Ma il Canada vedrà anche il primo, corposo pacchetto di aggiornamenti per la Mercedes W17, destinata a cambiare una veste che l’ha vista comunque migliore del lotto anche a Miami, nonostante gli aggiornamenti della concorrenza. Il vantaggio di qualche decimo è stato inizialmente mascherato da alcune mancanze sul fronte della gestione dell’energia, ma era comunque presente. E l’upgrade alla W17 arriva su una pista che sulla carta sembra favorevole a prescindere alle Frecce d’Argento.

Miami ha fatto capire che, nonostante il cambio regolamentare, alcune tendenze delle monoposto nella gestione delle gomme sono rimaste invariate. Sono il frutto di filosofie progettuali che trascendono i dettami tecnici specifici, anche a fronte di cambiamenti notevoli. La W17, come le vetture che l’hanno preceduta, ha una certa tendenza a surriscaldare le gomme su piste calde. Per converso, riesce a portarle nella giusta finestra di utilizzo quando le temperature sono più contenute. È proprio questo il caso del Canada.
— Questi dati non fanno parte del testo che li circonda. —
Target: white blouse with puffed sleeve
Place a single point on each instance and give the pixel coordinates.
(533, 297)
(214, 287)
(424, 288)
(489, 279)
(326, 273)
La combinazione tra la presenza di rettilinei che fanno riprendere fiato agli pneumatici e l’assenza di curve veloci è il cocktail giusto per la Mercedes. A questo si aggiungono le temperature più contenute dovute al cambiamento di posizione nel calendario. Si corre ben prima del secondo weekend di giugno, la classica collocazione del GP del Canada, e nel contesto di una primavera che si è rivelata più rigida del previsto. È il terreno di caccia ideale per la vettura che finora ha dominato la stagione 2026.

Andrea Kimi Antonelli, il leader del mondiale 2026 di Formula 1, torna sulla pista in cui lo scorso anno colse il suo primo podio in carriera. Ma il suo compagno di squadra, George Russell, non resterà certamente a guardare, dopo il pessimo weekend a Miami, pista che non ha mai digerito. “Lui lo scorso anno è stato migliore a Miami, io ho prevalso su altre 20 piste”, aveva spiegato non senza una punta di fastidio in una media session cui avevamo partecipato nella pausa di aprile. Starà a lui dimostrare di poter ripetere questa progressione. E per quello che abbiamo visto finora, non pare facile.